Hasta hace pocos años era un paseo delicioso, pero de un tiempo acá,
nada más pasar la casa de la familia Del Olmo, la parte izquierda de la
senda la han destinado a vertedero o escombrera donde, en principio, no
se permite depositar restos orgánicos, aunque ya veremos con el paso
tiempo.
Yo antes paseaba por allí, pero ahora evito hacerlo. Al final de la
senda hay un espacio que llama la atención, pues puede verse que en
tiempos relativamente recientes estuvo acondicionado como merendero y
luego fue destruido.
Una tarde encontré allí a un anciano, sentado en lo que había sido un
banco de piedra y que ahora aparecía tumbado en el suelo. Miraba
fijamente las mansas aguas del Duero. Me senté a pegar con él la hebra y
fumar un cigarrillo a lo que fui acompañada por el anciano.
Naturalmente, apenas lo hubimos encendido, le pregunté por ese espacio
que tanto me había llamado la atención y por su destrozo.
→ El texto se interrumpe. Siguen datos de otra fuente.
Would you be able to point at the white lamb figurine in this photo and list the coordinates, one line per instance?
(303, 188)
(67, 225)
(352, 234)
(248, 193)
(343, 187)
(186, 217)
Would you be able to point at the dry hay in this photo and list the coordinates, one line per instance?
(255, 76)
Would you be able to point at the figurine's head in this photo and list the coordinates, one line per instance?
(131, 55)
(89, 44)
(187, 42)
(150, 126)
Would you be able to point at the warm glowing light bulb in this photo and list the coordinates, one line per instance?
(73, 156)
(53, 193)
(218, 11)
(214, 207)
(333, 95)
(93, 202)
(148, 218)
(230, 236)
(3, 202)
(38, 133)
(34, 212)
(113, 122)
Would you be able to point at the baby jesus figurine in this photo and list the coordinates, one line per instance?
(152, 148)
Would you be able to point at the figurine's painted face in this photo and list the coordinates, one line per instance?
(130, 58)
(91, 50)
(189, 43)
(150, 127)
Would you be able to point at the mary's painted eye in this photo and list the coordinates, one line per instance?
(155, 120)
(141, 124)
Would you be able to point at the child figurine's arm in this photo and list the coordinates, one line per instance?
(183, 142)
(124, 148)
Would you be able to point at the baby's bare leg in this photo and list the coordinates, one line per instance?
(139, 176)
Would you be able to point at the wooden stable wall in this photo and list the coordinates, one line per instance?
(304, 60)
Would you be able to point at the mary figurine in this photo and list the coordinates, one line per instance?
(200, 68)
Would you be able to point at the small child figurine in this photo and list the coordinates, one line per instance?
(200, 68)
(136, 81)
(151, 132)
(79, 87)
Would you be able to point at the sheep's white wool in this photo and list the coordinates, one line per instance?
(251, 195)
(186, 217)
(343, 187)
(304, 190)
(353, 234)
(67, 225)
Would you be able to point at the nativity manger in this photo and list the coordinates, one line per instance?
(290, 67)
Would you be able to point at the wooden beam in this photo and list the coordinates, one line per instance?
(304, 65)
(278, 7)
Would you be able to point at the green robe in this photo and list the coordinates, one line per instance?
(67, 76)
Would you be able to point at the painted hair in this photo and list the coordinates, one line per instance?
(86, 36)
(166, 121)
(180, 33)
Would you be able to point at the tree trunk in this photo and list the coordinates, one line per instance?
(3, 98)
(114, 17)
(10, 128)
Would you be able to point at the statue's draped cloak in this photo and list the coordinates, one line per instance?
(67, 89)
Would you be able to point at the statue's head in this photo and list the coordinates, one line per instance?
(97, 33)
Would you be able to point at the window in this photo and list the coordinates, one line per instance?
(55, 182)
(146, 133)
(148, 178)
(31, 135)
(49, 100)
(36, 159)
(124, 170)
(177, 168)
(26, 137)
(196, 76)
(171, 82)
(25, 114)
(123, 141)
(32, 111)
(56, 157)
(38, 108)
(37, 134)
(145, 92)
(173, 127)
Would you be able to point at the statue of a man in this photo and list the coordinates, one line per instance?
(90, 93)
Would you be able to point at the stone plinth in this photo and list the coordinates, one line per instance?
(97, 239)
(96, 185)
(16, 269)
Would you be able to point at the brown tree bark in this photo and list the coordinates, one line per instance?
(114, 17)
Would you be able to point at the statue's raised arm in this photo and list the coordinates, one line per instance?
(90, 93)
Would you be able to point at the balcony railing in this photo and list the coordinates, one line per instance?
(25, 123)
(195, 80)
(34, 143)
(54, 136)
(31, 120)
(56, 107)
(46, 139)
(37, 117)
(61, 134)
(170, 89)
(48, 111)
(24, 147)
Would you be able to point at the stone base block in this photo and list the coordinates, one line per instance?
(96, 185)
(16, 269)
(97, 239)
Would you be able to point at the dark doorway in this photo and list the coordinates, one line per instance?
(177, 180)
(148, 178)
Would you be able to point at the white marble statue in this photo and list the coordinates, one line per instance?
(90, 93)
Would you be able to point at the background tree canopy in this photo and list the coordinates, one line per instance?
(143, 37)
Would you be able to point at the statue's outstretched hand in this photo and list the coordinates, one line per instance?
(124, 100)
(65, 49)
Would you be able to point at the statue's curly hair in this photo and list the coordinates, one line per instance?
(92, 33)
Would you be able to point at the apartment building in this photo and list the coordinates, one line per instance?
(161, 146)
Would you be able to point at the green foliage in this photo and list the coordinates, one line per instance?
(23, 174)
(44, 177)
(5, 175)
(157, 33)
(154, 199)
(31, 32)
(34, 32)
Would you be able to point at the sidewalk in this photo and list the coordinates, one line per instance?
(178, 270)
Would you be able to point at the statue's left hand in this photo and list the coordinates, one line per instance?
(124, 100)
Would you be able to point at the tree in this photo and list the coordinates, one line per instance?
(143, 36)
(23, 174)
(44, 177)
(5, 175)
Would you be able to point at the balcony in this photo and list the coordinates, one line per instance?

El hombre, de quien no recuerdo el nombre, me explicó que las piedras
que nos respaldaban y todo el entorno formaron parte de una cantera,
propiedad en su día de “los anarquistas”, grupo al que él había
pertenecido en su juventud. Después de la Guerra Civil, naturalmente, la
cantera fue expropiada, junto con otros bienes de la CNT. Pasados los
años y como el espacio estaba abandonado y él y otros viejos cenetistas
se sentían con ciertos derechos, al menos culturales y sentimentales,
decidieron que tal vez no molestarían a nadie si en aquel precioso y
protegido rincón iban construyendo un pequeño merendero donde poder
reunirse y hablar, jugar a las cartas, merendar, recordar viejos tiempos
y pasar agradablemente las tardes del verano.
Durante dos años, ilusionados, llevaron a cabo un trabajo que les costó
mucho esfuerzo, pues todo había que transportarlo a mano o en
carretillas. Aprovecharon lo que la naturaleza les ofrecía: piedras,
maderas y vegetación. Plantaron árboles ya algo crecidos para que dieran
sombra cuanto antes. El verano del segundo año lo inauguraron y durante
varias temporadas aquel lugar muerto se convirtió en otro muy vivo.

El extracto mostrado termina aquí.